The protest movement culminated in the collecting of enough public signatures to trigger a recall election, in which Walker would face Tom Barrett, his opponent in the previous election. Outrage at at Walker had grown to the point that the recall petition gained over one million signatories – far in excess of the half-million needed. Democrats were confident of victory; in every previous gubernatorial recall, the incumbent had been defeated, and their movement seemed to have huge popular support.
And yet, on 5 June 2012, Walker was re-elected with a far greater number of votes, in an election that broke turnout records. Wisconsinites had seemingly come out in force to re-elect a politician thought to be wildly unpopular. As the results trickled out, the pattern became clear. Residents of Wisconsin’s cities, in particular the capital of Milwaukee and university town of Madison, had voted overwhelmingly for the Democrat, Barrett; virtually the rest of the state, sparsely populated though it might have been, voted for Walker. The state, it seemed, was utterly divided between its urban population and its rural.
Seeking to understand what happened, political scientist Katherine Cramer, of the University of Wisconsin, set out on an unorthodox mission. Rather than focussing on idle speculation, or even opinion polls and focus groups, she travelled across Wisconsin by car. She dropped in to the informal meet-ups, held at diners or gas stations, that are the lifeblood of Wisconsin’s rural communities. And she spoke to the people she met there; more importantly, she listened.
It’s Cramer’s skill and patience as a listener that makes this book remarkable. Initially shunned, as a representative – via her university job – of the bloated public sector and of snooty city folk, she wins the trust of her conversation partners largely through her willingness to let them talk. As they do so, they reveal much of what motivates them, what frustrates them, and what forms the basis of their identity as rural Wisconsinites.
First, Cramer seeks to establish whether there is such thing as a rural consciousness – some coherent set of beliefs held by the majority of rural people. In exploring this, she settles on the titular idea of resentment: rural populations in Wisconsin, by and large, feel that there is an imbalance of power and funding in society that benefits urban populations and neglects them. Overt power and wealth, their logic goes, are concentrated in cities; as a result, the expression of those things must also favour cities. Those living in rural places pay their taxes, but get less back in return. Governments, based in cities, favour the residents of those cities, and are therefore to be distrusted.

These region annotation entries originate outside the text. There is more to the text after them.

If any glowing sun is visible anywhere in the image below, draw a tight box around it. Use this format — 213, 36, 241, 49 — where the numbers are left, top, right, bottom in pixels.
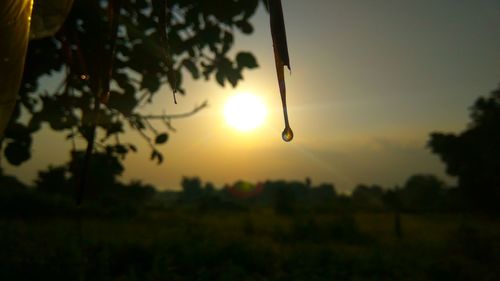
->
224, 93, 267, 132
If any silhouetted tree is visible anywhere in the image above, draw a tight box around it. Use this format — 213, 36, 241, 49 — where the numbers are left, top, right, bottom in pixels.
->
352, 184, 383, 210
35, 166, 73, 195
400, 175, 445, 211
181, 177, 203, 202
428, 85, 500, 212
4, 0, 266, 165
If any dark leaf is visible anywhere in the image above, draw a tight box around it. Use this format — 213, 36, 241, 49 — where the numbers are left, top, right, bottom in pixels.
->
4, 141, 31, 166
155, 133, 168, 144
236, 52, 259, 69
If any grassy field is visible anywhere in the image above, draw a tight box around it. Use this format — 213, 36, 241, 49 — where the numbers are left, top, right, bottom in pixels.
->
0, 209, 500, 281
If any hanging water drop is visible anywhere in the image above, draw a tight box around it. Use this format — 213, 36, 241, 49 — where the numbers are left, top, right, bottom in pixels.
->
99, 91, 111, 104
281, 126, 293, 142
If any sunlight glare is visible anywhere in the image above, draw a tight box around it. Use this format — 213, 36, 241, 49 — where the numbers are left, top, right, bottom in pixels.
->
224, 93, 267, 132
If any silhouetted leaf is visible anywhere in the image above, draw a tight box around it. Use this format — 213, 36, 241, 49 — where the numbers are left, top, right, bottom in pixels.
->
155, 133, 168, 144
235, 20, 253, 34
236, 52, 259, 69
4, 141, 31, 166
182, 59, 200, 79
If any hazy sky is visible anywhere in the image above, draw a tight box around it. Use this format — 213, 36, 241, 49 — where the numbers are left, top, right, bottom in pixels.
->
3, 0, 500, 191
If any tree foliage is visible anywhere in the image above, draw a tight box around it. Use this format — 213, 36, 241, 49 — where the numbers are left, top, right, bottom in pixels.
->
4, 0, 266, 165
429, 84, 500, 211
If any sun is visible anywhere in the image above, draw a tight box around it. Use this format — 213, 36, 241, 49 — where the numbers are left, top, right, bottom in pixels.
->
224, 93, 267, 132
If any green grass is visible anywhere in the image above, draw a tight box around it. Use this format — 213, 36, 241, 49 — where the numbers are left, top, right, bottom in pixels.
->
0, 209, 500, 281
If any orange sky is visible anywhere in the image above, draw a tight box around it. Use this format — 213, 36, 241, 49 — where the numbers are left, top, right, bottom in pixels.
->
6, 0, 500, 191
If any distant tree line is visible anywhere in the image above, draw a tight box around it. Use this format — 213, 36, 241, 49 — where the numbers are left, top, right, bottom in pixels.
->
0, 84, 500, 215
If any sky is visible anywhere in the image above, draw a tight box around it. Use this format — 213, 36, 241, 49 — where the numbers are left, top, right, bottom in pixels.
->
4, 0, 500, 193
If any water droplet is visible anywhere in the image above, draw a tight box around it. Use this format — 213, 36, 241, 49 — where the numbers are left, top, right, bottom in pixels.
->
281, 126, 293, 142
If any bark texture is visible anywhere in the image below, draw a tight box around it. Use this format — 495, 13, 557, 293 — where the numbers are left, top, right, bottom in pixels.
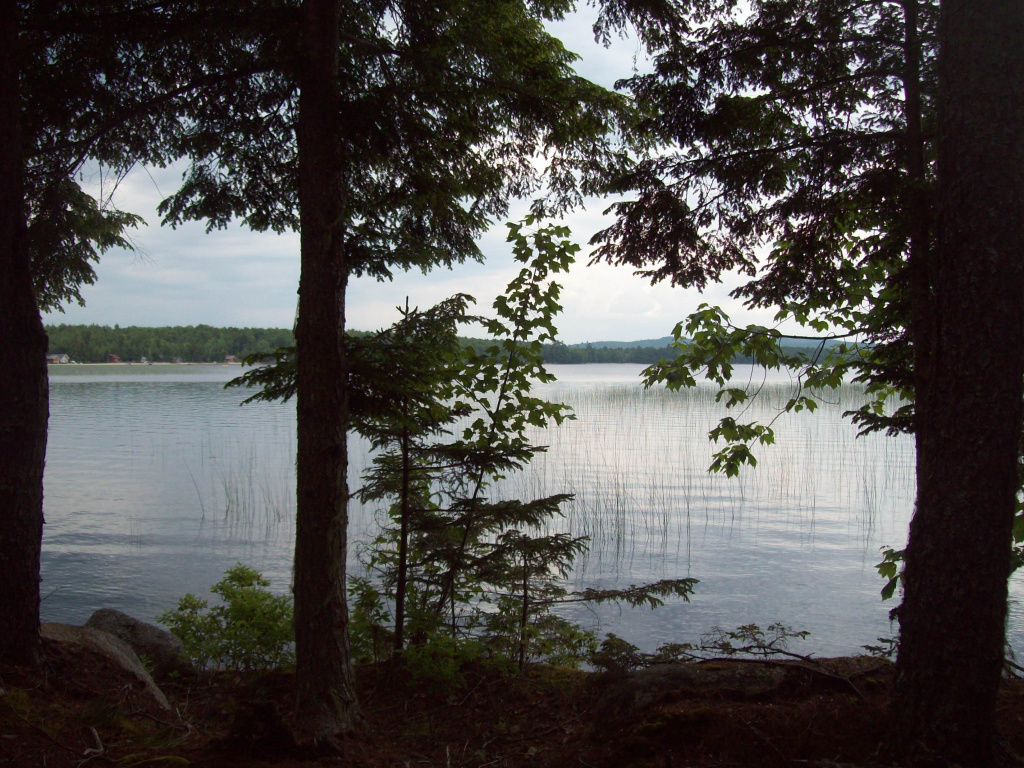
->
893, 0, 1024, 766
295, 0, 359, 746
0, 0, 49, 665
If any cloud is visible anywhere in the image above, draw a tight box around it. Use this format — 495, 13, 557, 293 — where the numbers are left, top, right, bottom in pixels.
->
39, 7, 786, 343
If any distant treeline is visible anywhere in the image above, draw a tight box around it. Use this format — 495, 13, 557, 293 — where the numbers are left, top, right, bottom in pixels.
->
46, 325, 835, 366
46, 325, 295, 362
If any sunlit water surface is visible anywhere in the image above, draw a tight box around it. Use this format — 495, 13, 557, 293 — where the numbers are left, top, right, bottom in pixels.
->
42, 365, 1024, 655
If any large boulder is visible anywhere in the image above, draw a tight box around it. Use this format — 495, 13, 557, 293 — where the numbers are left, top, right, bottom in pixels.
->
85, 608, 195, 677
39, 624, 171, 711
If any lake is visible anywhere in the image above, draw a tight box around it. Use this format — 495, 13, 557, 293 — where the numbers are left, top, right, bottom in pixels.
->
42, 365, 1024, 655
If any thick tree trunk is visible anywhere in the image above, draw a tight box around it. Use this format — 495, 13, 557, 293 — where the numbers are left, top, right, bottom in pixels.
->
893, 0, 1024, 766
0, 0, 49, 665
295, 0, 358, 746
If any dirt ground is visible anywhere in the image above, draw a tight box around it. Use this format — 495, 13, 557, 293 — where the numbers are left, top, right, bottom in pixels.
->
6, 642, 1024, 768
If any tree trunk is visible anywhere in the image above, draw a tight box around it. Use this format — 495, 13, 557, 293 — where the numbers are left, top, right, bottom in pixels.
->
0, 0, 49, 666
893, 0, 1024, 766
295, 0, 359, 746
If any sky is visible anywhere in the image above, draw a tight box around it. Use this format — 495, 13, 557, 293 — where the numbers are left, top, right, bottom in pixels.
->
37, 8, 771, 344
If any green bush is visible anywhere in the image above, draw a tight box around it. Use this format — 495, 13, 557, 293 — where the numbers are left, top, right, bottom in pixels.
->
157, 563, 295, 671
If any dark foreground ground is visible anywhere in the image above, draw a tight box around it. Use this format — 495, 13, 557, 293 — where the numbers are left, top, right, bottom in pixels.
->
6, 642, 1024, 768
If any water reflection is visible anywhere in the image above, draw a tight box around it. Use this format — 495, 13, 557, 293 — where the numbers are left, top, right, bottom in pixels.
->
37, 366, 1021, 654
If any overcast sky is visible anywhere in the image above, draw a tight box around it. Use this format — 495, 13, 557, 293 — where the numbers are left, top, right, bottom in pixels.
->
37, 8, 770, 343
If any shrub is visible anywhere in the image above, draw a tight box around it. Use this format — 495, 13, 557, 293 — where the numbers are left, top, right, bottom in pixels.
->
157, 563, 295, 671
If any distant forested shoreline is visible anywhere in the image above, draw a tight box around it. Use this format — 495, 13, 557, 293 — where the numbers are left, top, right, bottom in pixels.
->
46, 325, 823, 366
46, 325, 295, 362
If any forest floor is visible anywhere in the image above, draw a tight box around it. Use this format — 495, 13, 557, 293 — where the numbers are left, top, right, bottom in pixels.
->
6, 641, 1024, 768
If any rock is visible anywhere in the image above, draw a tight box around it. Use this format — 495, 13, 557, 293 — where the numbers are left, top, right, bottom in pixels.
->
85, 608, 195, 677
39, 624, 171, 711
594, 663, 785, 726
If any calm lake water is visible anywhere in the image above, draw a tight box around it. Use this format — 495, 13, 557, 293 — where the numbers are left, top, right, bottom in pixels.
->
42, 365, 1024, 655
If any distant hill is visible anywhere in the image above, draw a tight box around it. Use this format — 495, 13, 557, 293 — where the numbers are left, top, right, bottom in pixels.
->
566, 336, 672, 349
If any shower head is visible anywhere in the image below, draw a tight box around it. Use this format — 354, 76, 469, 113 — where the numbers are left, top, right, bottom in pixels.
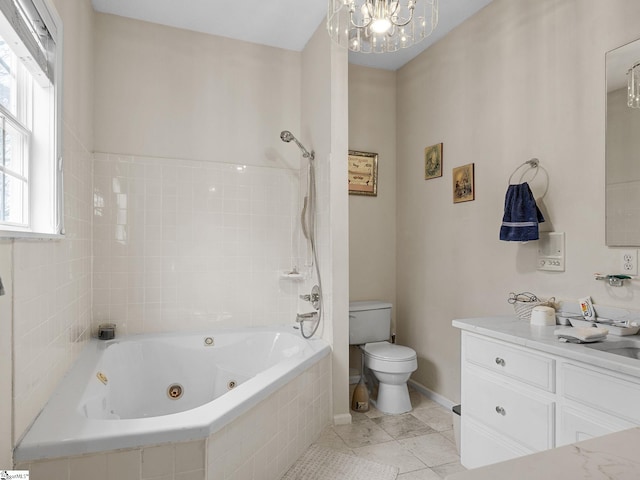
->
280, 130, 315, 160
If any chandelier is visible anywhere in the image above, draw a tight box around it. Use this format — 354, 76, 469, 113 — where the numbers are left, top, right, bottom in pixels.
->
627, 62, 640, 108
327, 0, 438, 53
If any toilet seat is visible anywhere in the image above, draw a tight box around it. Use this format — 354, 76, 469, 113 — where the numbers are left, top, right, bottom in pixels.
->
364, 342, 417, 362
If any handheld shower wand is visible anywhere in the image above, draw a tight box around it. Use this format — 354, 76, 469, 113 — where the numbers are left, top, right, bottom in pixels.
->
280, 130, 315, 160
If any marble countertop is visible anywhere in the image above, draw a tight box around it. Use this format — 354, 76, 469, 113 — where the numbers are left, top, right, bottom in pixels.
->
447, 427, 640, 480
452, 315, 640, 378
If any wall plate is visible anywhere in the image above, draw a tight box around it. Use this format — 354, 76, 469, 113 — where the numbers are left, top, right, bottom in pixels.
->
537, 232, 564, 272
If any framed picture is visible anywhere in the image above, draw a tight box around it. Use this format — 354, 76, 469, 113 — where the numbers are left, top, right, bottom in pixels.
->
349, 150, 378, 197
453, 163, 476, 203
424, 143, 442, 180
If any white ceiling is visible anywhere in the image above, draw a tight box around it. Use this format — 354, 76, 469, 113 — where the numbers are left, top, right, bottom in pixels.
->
92, 0, 491, 70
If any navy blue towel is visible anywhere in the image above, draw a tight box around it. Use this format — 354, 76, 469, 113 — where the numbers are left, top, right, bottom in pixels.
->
500, 182, 544, 242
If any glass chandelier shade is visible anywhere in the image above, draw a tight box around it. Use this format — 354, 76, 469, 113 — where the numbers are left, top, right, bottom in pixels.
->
627, 62, 640, 108
327, 0, 438, 53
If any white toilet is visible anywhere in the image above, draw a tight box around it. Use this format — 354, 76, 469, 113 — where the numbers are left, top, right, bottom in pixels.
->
349, 301, 418, 414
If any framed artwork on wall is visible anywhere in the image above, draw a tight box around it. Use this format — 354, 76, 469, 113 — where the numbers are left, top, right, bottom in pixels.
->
453, 163, 476, 203
424, 143, 442, 180
349, 150, 378, 197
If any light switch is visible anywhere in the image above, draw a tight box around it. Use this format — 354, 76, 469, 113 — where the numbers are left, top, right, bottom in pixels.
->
537, 232, 564, 272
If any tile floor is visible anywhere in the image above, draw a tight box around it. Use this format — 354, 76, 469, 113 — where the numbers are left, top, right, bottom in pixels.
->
316, 385, 464, 480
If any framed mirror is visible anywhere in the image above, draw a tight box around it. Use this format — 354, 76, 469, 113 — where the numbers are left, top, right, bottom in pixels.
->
605, 39, 640, 247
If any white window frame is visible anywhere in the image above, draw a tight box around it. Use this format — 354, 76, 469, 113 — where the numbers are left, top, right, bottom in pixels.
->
0, 0, 64, 238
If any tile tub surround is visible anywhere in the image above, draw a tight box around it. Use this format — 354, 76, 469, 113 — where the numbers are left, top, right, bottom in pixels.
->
93, 153, 309, 334
16, 356, 331, 480
442, 428, 640, 480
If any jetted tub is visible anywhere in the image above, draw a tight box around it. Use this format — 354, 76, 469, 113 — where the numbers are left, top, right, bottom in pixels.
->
14, 326, 330, 462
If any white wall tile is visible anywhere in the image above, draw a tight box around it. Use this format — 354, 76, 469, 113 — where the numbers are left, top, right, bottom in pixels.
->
93, 154, 299, 333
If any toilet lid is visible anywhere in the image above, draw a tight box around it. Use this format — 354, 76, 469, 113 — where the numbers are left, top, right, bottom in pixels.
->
364, 342, 416, 362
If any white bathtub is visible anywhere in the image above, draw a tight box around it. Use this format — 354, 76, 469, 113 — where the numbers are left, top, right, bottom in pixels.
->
14, 326, 330, 463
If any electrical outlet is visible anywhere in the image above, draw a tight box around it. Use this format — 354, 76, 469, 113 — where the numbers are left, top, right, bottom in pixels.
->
620, 250, 638, 276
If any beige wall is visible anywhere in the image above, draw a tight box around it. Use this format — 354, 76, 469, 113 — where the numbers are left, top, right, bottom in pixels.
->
95, 14, 300, 168
300, 24, 351, 423
0, 240, 13, 468
349, 65, 396, 307
0, 0, 93, 460
397, 0, 640, 401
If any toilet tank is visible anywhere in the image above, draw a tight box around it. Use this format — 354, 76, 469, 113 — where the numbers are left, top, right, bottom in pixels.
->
349, 300, 392, 345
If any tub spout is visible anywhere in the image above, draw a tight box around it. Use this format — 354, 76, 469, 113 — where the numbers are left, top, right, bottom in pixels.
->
296, 312, 318, 323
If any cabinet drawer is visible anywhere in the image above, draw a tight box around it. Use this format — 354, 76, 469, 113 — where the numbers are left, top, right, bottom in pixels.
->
462, 332, 555, 392
460, 416, 535, 468
462, 366, 555, 451
560, 363, 640, 425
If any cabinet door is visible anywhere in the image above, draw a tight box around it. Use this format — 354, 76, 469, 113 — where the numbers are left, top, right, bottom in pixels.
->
556, 405, 636, 447
560, 362, 640, 425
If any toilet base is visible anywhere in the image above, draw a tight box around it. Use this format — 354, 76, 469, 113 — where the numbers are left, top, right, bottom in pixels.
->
372, 383, 412, 415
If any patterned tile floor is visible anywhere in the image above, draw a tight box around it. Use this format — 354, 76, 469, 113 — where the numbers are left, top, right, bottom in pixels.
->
316, 385, 464, 480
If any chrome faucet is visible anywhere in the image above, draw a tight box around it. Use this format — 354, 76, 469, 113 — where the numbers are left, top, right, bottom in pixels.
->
296, 312, 318, 323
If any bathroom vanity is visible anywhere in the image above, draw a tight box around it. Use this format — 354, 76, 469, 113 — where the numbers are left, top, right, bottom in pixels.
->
453, 316, 640, 468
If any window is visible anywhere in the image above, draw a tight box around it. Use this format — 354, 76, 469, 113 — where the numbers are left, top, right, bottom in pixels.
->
0, 0, 63, 236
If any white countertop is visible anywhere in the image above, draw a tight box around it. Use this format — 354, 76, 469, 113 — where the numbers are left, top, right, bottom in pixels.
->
447, 428, 640, 480
452, 315, 640, 380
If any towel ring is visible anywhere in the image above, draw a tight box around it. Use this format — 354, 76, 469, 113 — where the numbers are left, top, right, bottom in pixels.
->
509, 158, 549, 198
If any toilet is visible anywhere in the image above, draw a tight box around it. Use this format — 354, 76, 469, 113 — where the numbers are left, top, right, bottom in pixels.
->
349, 301, 418, 415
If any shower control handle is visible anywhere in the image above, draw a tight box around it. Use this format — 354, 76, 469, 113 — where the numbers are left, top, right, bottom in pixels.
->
300, 285, 322, 310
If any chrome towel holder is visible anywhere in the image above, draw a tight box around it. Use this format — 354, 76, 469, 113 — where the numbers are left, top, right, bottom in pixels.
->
509, 158, 549, 198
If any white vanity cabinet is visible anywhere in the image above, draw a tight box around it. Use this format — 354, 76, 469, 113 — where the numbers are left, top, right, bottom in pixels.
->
461, 332, 555, 468
453, 317, 640, 468
556, 361, 640, 446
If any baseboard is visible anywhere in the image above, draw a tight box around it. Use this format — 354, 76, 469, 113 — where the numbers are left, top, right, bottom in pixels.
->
333, 413, 351, 425
407, 379, 456, 410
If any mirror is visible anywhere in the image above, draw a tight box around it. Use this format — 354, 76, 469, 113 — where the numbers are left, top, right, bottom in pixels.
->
605, 39, 640, 247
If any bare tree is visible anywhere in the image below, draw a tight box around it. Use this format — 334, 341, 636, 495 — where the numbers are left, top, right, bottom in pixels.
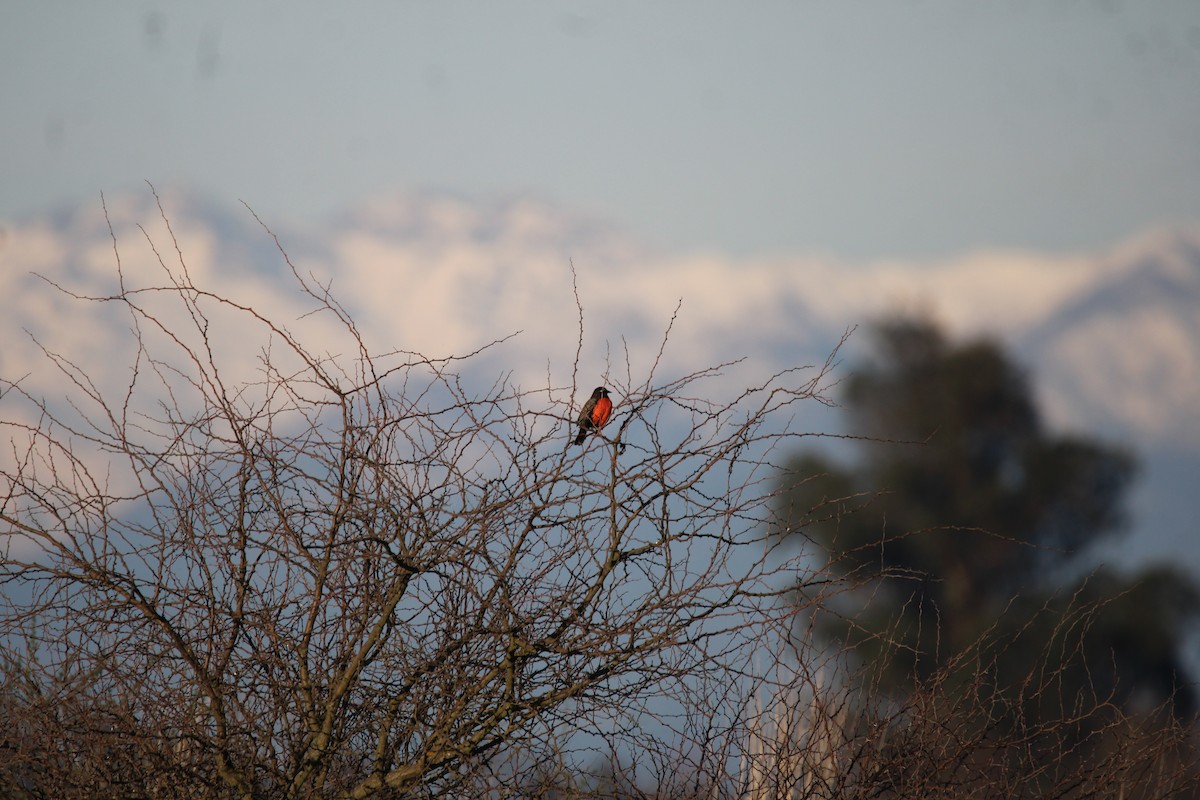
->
0, 195, 830, 799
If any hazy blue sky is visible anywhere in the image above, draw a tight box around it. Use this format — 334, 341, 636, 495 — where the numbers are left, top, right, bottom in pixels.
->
0, 0, 1200, 258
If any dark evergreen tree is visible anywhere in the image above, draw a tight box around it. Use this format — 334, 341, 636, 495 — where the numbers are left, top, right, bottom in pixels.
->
779, 319, 1198, 715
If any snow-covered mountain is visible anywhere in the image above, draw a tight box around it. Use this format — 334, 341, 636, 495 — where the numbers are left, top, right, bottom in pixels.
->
0, 190, 1200, 566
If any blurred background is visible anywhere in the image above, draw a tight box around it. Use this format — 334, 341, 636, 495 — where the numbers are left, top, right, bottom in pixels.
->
0, 0, 1200, 570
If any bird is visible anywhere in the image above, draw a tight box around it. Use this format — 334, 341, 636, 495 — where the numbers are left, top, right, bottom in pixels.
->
572, 386, 612, 445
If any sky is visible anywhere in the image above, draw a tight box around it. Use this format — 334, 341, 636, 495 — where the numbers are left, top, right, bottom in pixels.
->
0, 0, 1200, 260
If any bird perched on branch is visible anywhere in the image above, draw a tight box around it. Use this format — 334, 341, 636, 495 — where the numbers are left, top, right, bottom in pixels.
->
574, 386, 612, 445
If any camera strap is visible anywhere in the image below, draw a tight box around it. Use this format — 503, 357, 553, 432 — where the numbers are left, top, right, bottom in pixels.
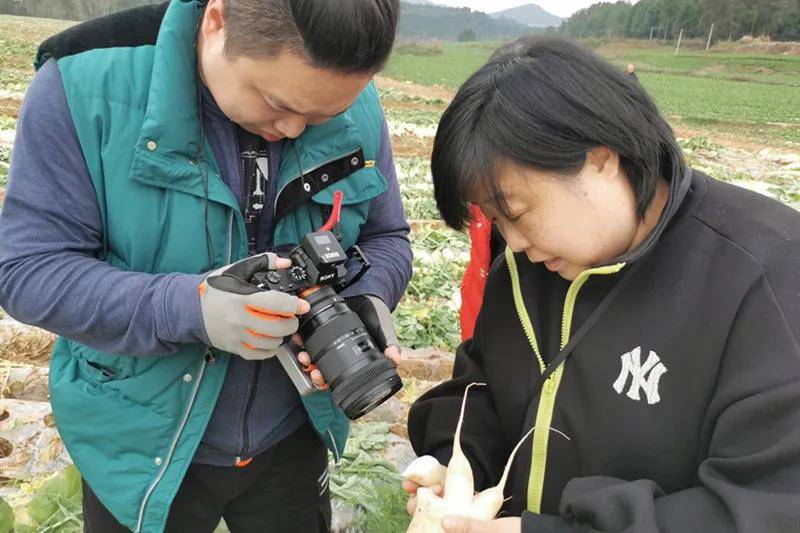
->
236, 127, 270, 254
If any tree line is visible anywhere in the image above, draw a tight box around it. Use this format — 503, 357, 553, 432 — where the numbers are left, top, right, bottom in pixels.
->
0, 0, 163, 20
560, 0, 800, 41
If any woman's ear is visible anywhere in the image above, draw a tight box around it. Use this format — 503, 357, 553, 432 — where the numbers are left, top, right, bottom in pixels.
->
583, 146, 620, 179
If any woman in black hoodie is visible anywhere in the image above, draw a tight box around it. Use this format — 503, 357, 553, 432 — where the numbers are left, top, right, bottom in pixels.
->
405, 38, 800, 533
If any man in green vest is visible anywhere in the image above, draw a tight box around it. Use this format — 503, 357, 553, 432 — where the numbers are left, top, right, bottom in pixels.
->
0, 0, 411, 533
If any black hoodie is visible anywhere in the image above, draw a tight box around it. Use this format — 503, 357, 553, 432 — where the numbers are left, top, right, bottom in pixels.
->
408, 164, 800, 533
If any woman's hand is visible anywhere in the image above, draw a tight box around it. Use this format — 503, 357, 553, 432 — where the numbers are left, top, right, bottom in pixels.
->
403, 479, 442, 516
442, 516, 522, 533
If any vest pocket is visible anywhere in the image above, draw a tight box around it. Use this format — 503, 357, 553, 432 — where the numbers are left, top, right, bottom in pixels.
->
69, 342, 136, 385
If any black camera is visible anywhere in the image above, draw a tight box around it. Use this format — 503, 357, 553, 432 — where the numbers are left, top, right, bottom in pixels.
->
250, 231, 403, 420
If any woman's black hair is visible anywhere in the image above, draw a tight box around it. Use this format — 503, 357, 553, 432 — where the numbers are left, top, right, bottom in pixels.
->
431, 37, 681, 229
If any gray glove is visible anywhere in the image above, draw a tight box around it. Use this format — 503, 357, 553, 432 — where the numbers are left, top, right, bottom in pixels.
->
199, 253, 308, 360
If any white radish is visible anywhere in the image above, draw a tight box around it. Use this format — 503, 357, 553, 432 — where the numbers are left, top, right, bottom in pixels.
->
469, 420, 536, 520
401, 455, 447, 487
403, 383, 534, 533
444, 383, 486, 516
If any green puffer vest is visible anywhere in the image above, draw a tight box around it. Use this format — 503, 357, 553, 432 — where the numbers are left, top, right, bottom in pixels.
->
50, 0, 386, 532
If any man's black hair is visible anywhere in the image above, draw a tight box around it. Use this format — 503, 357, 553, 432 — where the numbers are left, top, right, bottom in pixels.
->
431, 37, 681, 229
225, 0, 400, 73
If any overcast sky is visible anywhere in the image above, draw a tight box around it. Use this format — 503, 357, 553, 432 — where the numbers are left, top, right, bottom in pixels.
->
433, 0, 630, 17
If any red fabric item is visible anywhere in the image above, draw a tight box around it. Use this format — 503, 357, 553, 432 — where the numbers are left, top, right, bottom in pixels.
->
461, 205, 492, 340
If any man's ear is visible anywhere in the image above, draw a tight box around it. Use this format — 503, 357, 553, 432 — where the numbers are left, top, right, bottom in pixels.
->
200, 0, 225, 38
584, 146, 620, 182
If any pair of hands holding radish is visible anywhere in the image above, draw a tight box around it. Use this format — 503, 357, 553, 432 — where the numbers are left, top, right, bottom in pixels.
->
402, 383, 533, 533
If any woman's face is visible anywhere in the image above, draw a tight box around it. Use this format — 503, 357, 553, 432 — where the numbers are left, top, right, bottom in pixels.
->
478, 148, 668, 280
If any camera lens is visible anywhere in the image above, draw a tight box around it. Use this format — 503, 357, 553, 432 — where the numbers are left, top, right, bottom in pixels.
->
299, 287, 403, 420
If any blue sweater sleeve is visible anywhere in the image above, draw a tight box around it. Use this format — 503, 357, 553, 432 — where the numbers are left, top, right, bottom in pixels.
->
342, 115, 412, 309
0, 60, 205, 355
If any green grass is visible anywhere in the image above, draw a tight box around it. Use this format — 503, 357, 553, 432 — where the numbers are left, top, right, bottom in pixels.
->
383, 42, 499, 89
385, 43, 800, 142
639, 72, 800, 142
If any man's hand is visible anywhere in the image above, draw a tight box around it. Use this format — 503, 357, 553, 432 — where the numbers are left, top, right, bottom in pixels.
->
292, 295, 400, 389
198, 253, 310, 360
442, 516, 522, 533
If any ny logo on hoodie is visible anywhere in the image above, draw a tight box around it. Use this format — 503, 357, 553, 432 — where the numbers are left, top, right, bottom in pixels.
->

Cramer takes great care in gently refuting these arguments. Infrastructural spending per capita, it turns out, greatly favours rural populations, not urban ones; schools in rural areas actually receive more funding than those in cities. And yet that rural consciousness not only persists, it underpins an entire world view. Cramer convincingly makes the case that this rural consciousness is, for most people she meets, actually the primary lens through which they view not only local politics but national and international events, too.
It’s particularly interesting to see that ways that rural consciousness doesn’t overlap with Republican ideology. Support for works programmes and infrastructural spending, support for economic intervention, support for single-payer healthcare; all of these are policies more associated with the Democratic party, and yet they find favour and support amid those with a rural consciousness. These rural populations vote Republican, but it’s not wholly for policy reasons; it’s more tribal than that, it’s because Republicans understand and speak to this rural consciousness.
This world view, elegantly defined – far more elegantly than it’s possible to summarise here – and skilfully teased out of her interviewees, provides a useful model for observing US politics as a whole. It’s certainly more useful than the more commonplace Democrat–Republican partisanship, but it’s potentially more useful even than traditional measures like socioeconomic class or wealth, in certain contexts at least. It’s particularly useful because this population divide is so closely tied to electoral geography; constituencies, formed as they are from pre-existing geographic boundaries, tend to be either wholly rural or wholly urban, and so reflect one or other side of this divide.
Perhaps the most illuminating event to view through this framework is the 2016 presidential election, in which Donald Trump harnessed just this rural consciousness in order to take a victory even more improbable than Scott Walker’s – and of a similar sort. Losing the popular vote by an enormous margin, Trump won because of a system – the electoral college – designed explicitly to bolster the electoral power of a rural minority against an urban majority. As demographics continue to shift in the US – a growing Hispanic population, increasing urbanisation – it might be that 2016 was a freak event, the last time that rural populations were able to flex their electoral muscles in this way. But what’s certain is that this rural consciousness won’t abate; the politics of resentment are, unfortunately, here to stay, with all their associated ugliness.